Onboarding. Set on-call expectations with prospective team members before they join. Assign telemetry and incident response permissions to new product team members as soon as they join.
Escalation path. Ensure product team members have clear communication pathways for major incidents. Make it easy to nominate an incident manager as incident commander for out of hours incidents.
Learning mindset. Foster a no-blame culture of collaborative learning for production incidents. Promote an emphasis on creating new knowledge for the entire organisation.
These changes can be difficult to implement when you have a tight launch deadline for a new digital service. It's important to make them a bit at a time, starting from day one.
Encourage a product team to manage an out of hours on-call schedule, which safeguards the reliability of digital services and preserves work-life balance for product team members.
We recommend:
A minimum of three product team members participating in the on-call schedule
All product team members are encouraged to participate in the on-call schedule, regardless of role
A default on-call rotation of one week for each on-call participant
How product team members help each other to manage the on-call schedule is vital to success. Some team members may be unable to do on-call for family or health reasons, and their decisions need to be respected. Some team members may be reluctant due to a lack of preparation, and any such problems need to be solved.
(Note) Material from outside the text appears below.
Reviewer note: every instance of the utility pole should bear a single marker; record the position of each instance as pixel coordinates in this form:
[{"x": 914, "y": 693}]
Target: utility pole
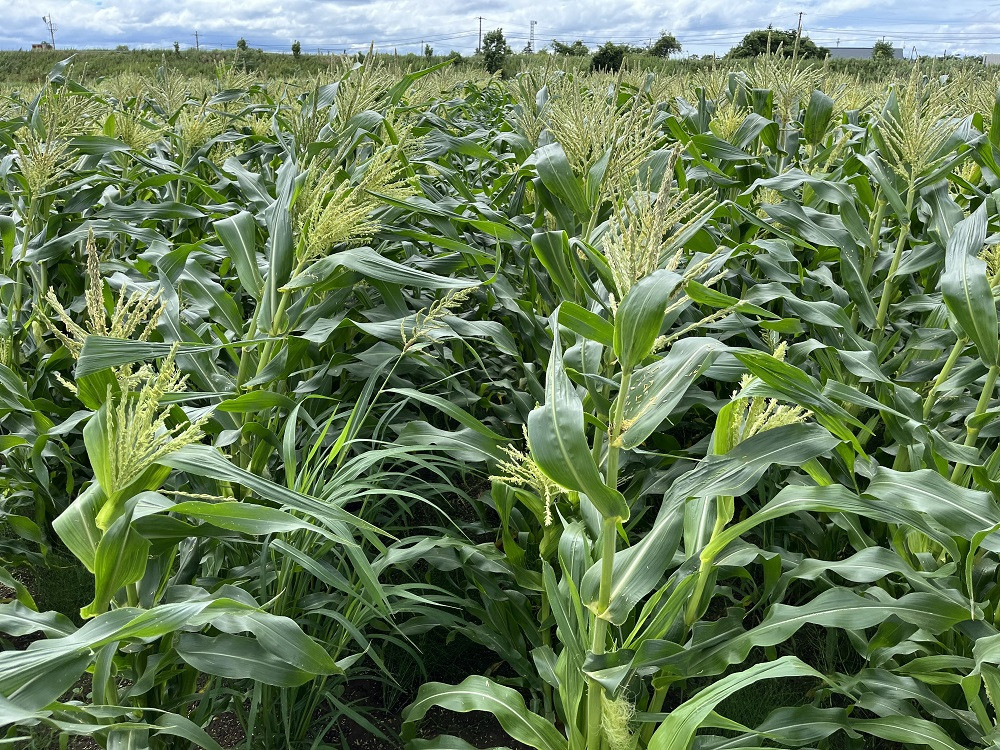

Inject failures into digital services to validate they have been architected for adaptability. Enable product teams to hone their incident response skills, prior to any actual production incidents.
Run day-long events that introduce failures into your digital services. Encourage your product teams to reduce the blast radius of latent faults, refine their mental models, and build up relationships with dependent teams. If your production environment can't handle a controlled level of stress, run a Chaos Day in a test environment.
Estimate the costs incurred and revenue lost during a production incident, and prioritise incident response based on that financial loss. Ensure product teams understand what is, and isn't, a major incident that requires swarming and an urgent resolution.
You Build It You Run It is based on an understanding of the financial exposure attached to a digital service. We've worked with many customers where incident financial loss is only calculated for the post-incident review, if at all. As a result, an entirely subjective incident priority is used to guide the incident response process, and there's a lot of uncertainty over what is and isn't a major incident.
Shifting that financial loss calculation left to the start of an incident clarifies how to approach incident response. It's a simple categorisation method, which avoids people wasting incident response time debating if an incident is a P1, a P2, or a P3.
We recommend calculating incident loss at the start of an incident, when costs incurred and/or revenue loss are first understood. Revise the calculation as and when new information on losses is available. That financial loss estimate can then be used to select an incident response method:
High
Users cannot complete a user journey
Users affected by a security incident
Major
Restore availability immediately
Medium
Users can complete a degraded user journey
Users affected by degraded performance
Minor
Restore availability by next working day
Low
Users can complete a user journey
Users partially affected by degraded performance
Minor
Restore availability when possible, add ticket to backlog
This is always contextual, and dependent on examples. What constitutes a high financial loss per incident varies from one organisation to another.
Share incident insights and new discoveries with your entire organisation. Ensure on-call product teams respond to future incidents with the full knowledge of your organisation at their disposal.
You Build It You Run It encourages a growth mindset. Digital services are inherently imperfect, and a production failure implies a set of circumstances that were unanticipated or poorly understood. The only way for product teams to understand and improve what's not understood and needs improvement is to create more learning experiences.
Distribute the insights from a post-incident review to your entire organisation, as follows:
Publish the incident report on an internal incident reporting site, and announce it on your collaboration platform e.g. Slack.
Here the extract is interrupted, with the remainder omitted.